Ich denke mal das YouTube nach deine Session ID schaut und deiner IP, wenn du es über webProxy aufruft dan müsste die aufrufe Steigen, also breuchte mein ein Programm, wie Tor das dir immer wieder eine neue IP verschaft, und dan Kannst du peer HTTPConnection von java den URL aufrufen.


----------



## byte (16. Sep 2009)

Zur Sicherheit noch Cookies deaktivieren...


----------



## masta // thomas (16. Sep 2009)

Wird alles nichts bringen, soweit ich weiß werden die View's über Flash hochgezählt.


----------



## dayaftereh (16. Sep 2009)

Dan Holl dir doch schnell JFlash, dan kannst du auch Flash in Java abspielen! ich habe das mal gemacht für DarkOrbit gemacht, nur ich glaube bei mir hat es nicht geklappt das die Flash Datei eine verbindung zum Server aufbaut, muss mal testen!


----------



## tuxedo (17. Sep 2009)

Warum sollte man das "bescheißen" bei YouTube fördern wollen?


----------



## dayaftereh (18. Sep 2009)

Warum nicht, habe eine Bot geschiebern der in studieVZ einfach nur Profile aufruft, so wie das Cpatcha auslessen kann! macht doch spaß und wennn es klappt, war es ne gute übung oder sehe ich das falsch?


----------



## tuxedo (18. Sep 2009)

Profile im StudiVZ aufrufen und Captcha-Images lesen ist ne ganz andere Schiene wie bei YOutTube den Visits-Counter mal eben um 1000 in die Höhe schieben.
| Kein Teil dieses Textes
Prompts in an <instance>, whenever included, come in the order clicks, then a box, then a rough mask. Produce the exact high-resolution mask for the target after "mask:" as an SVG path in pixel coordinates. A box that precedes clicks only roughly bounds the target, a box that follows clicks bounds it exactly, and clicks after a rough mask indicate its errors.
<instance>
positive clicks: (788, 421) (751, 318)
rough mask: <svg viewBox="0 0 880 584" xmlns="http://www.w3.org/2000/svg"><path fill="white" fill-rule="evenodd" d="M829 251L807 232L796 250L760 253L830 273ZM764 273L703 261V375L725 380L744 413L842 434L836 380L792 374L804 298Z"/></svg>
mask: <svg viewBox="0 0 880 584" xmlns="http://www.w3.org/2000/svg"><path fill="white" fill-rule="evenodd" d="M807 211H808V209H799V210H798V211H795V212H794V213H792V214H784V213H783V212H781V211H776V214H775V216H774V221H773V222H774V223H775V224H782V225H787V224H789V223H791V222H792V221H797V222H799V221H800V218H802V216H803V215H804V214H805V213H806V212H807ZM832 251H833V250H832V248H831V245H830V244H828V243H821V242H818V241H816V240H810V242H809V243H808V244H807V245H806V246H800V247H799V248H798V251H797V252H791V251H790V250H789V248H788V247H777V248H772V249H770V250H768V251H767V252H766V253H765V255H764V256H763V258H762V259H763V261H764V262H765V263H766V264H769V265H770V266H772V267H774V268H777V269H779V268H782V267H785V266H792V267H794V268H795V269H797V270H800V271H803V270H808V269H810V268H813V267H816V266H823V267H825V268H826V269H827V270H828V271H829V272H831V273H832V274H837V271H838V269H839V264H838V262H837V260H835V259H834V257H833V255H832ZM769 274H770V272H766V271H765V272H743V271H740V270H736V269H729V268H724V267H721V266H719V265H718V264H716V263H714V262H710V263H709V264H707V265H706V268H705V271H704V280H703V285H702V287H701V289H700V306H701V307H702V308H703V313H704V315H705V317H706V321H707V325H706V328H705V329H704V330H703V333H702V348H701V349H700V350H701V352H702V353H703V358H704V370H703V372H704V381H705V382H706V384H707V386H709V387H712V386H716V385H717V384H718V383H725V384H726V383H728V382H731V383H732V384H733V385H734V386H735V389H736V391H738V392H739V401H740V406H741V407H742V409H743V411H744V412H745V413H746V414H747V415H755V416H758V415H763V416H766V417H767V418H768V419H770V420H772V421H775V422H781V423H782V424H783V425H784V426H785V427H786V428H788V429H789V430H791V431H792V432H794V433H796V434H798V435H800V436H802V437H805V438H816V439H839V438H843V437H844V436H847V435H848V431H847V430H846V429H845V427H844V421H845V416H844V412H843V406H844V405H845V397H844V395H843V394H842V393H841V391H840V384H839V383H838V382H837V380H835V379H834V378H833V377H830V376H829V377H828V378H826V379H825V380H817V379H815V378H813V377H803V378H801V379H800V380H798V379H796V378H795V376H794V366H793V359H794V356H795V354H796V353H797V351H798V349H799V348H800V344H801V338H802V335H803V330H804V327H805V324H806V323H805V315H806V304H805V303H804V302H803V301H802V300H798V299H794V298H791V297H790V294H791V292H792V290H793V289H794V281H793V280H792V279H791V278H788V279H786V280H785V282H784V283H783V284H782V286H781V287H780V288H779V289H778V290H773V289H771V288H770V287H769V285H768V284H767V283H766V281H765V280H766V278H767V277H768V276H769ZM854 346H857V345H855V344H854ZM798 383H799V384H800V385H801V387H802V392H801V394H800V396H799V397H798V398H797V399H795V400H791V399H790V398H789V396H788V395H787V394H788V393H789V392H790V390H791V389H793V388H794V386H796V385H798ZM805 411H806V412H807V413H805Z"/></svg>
Von StudiVz ist es gewollt dass man Profile aufrufen kann und Captchas angezeigt werden. Wenn es von YouTube gewollte wäre dass mand en Visits-Counter mal eben um 1000 nach oben schraubt hätten sie ne Funktion eingebaut. In der Realtität haben sie's aber genau umgekehrt gemacht und alle zur Verfügung stehenden Mittel ergriffen um den Visits-Counter möglichst manipulationsbeständig zu machen.


----------



## bygones (18. Sep 2009)

captchas abfangen und einlesen seh ich als hoeheres Gefahrenpotential, als jemand der geil ist oben bei youtube zu stehen


----------



## tuxedo (18. Sep 2009)

Oh, hatte mich tatsächlich verlesen . Dachte ich hätte "einlesen" (runterladen, speichern.. auch wenns ein wenig sinnfrei ist) gelesen. Okay. Aber "auslesen" (runterladen, analysieren und OCR drauf loslassen) ist da in der Tat ein schwereres vergehen...

- Alex


----------



## tuxedo (18. Sep 2009)

Was mir da gerade noch auffällt:

Da ist angeblich jemand in der Lage einen Bot zu schreiben der Captchas ausliest und OCR drauf anwendet, hat aber absolut keinen Schimmer welche Hürden es beim Bescheißen eines Vistits-Counter gibt? Sorry, aber da passt doch was nicht zusammen, oder?


----------



## dayaftereh (18. Sep 2009)

Wenn man sich eine JDownloader an schaut, dan sieht man das es nicht mal so schwer ist Captchas aus zu lessen. und ich denke das man den visita Counter bescheißen kann, weil alles ist möglich!


----------



## tuxedo (21. Sep 2009)

Klar, möglich ist vieles (nicht alles...).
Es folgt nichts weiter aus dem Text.